The relaxation time refers to the delay in the beads' magnetic response to changes in field direction. The researchers hypothesized that this delay combined with the effect of the alternating magnetic field affects the beads' interactions, causing them to arrange into a crystal lattice in two dimensions and to form elongated, aligned clusters in three dimensions.
"The delayed magnetic response, or magnetic relaxation time, of superparamagnetic beads was previously considered negligible, but what we found is that taking it into account and coupling it with the effect of the alternating magnetic field is a powerful way to exercise precise control over the particles," said Biswal, the corresponding author on the study and Rice's William M. McCardell Professor in Chemical Engineering, professor of materials science and nanoengineering and senior associate dean for faculty development.
The research involved a combination of experiments, simulations and theoretical predictions. Experimentally, the team looked at both concentrated and dilute bead suspensions combined with alternating magnetic fields of different intensities and frequencies.
"Concentrated beads formed elongated, aligned clusters, and we analyzed how different parameters influenced their shape," said Spatafora-Salazar. "Dilute suspensions simplified the system, allowing us to study interactions between two beads ⎯ a version of the system known as a dimer."
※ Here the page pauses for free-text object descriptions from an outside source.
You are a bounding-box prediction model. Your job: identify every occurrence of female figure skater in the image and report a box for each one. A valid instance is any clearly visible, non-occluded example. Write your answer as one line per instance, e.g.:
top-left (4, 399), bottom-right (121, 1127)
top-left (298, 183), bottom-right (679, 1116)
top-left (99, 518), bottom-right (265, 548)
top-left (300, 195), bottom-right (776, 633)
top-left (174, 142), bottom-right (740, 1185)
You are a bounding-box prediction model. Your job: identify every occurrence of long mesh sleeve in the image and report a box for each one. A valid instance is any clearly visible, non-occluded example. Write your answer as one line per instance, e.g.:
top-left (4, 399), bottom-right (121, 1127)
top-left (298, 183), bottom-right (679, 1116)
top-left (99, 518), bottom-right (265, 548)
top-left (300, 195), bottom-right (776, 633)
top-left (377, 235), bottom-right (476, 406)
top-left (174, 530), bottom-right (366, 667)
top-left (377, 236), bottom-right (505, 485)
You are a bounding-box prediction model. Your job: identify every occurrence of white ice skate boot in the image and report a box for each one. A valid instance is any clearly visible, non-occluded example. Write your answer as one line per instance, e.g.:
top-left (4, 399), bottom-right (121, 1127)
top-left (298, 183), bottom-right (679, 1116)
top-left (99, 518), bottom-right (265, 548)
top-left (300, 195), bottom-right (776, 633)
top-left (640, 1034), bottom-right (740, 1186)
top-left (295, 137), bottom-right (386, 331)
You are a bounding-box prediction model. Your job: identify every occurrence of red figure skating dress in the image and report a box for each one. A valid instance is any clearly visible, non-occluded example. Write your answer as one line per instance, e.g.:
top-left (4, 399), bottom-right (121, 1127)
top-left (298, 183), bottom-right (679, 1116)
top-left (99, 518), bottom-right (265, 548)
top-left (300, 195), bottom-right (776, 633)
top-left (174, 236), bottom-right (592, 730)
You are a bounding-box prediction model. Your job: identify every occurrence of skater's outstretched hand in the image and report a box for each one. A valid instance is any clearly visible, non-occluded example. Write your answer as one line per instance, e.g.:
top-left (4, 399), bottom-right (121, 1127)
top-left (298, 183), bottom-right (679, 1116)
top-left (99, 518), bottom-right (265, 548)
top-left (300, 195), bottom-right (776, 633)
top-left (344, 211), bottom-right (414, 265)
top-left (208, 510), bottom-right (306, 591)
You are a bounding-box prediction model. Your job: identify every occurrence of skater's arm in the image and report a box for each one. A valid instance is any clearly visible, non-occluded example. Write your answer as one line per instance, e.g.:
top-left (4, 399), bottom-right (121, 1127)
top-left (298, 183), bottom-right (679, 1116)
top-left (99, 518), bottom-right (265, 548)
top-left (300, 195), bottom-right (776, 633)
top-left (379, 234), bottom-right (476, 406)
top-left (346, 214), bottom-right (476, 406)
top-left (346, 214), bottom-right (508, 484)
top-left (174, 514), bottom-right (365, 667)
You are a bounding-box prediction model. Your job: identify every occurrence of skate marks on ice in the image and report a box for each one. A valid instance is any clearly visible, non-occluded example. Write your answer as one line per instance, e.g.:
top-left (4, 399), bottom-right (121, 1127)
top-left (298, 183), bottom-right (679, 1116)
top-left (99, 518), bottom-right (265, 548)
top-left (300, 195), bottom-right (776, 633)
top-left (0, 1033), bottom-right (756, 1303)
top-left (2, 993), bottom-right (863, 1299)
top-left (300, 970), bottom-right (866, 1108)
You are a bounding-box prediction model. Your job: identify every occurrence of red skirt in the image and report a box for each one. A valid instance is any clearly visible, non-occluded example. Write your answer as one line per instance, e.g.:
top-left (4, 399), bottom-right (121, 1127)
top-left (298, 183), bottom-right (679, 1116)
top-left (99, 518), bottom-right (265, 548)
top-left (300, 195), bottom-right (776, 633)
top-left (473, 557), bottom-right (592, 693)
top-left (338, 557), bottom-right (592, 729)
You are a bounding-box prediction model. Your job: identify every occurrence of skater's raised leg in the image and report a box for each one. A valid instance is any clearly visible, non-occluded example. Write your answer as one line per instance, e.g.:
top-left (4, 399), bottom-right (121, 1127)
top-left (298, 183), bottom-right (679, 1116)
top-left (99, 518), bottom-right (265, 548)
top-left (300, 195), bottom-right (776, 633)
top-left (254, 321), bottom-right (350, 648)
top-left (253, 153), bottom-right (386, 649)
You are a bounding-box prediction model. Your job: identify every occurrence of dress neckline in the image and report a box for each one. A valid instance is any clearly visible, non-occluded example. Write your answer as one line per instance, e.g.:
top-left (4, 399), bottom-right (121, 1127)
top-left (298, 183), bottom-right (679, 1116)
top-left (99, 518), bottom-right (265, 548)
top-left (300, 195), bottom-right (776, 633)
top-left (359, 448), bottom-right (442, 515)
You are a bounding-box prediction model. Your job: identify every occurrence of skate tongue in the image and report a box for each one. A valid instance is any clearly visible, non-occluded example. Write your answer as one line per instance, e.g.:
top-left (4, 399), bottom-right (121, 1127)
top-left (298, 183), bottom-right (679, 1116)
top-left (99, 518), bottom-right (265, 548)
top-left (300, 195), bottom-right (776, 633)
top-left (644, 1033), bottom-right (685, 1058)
Experimental insights from dimers helped explain the alignment and elongation in larger clusters. However, experimental data only matched simulations once the magnetic relaxation time measurements (which form the subject of a separate forthcoming study) were taken into consideration.
One fun twist to the data was the Pac-Man shape described by the distribution of a bead's magnetization: In a magnetized state, each bead acquires a dipole — a pair of negative and positive charges like a north-south axis. In response to a rotating magnetic field, the dipole moves like a compass needle, aligning all the beads along the same orientation. However, due to magnetic relaxation, the needle does not turn a full 360 degrees, leaving what shows up as Pac-Man's mouth when the data is mapped out.
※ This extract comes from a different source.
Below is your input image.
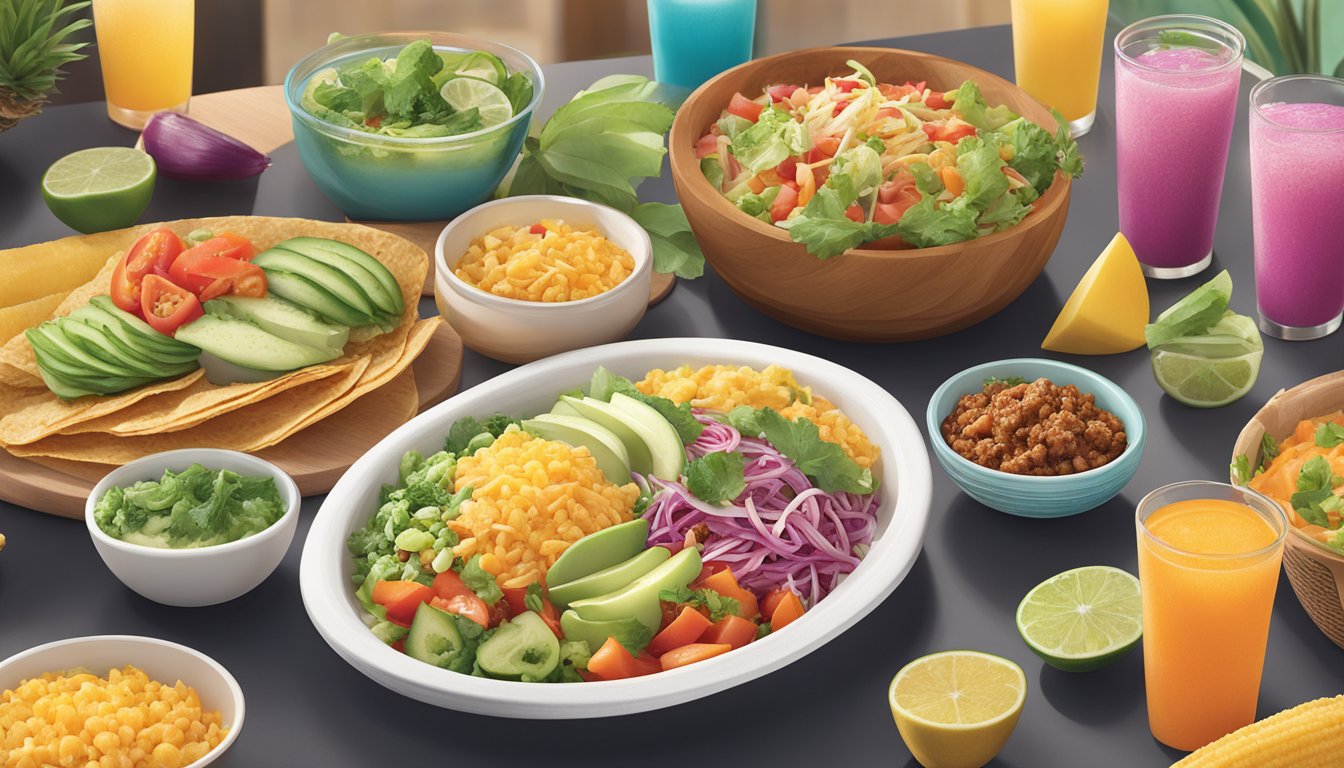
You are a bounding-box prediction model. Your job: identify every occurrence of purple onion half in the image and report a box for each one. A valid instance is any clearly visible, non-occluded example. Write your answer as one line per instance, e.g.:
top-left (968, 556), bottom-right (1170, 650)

"The interactions are weakest along the mouth but strongest along the head, causing the alignment of dimers and clusters," Lobmeyer said. "We would not have been able to understand this phenomenon without deviating from the traditional assumptions used to study these beads."
Other authors include Rice alumni Lucas H.P. Cunha '23 and former Rice postdoctoral fellow Kedar Joshi. The research was supported by the National Science Foundation (214112, 1828869) and the ACS Petroleum Research Fund (65274-ND9).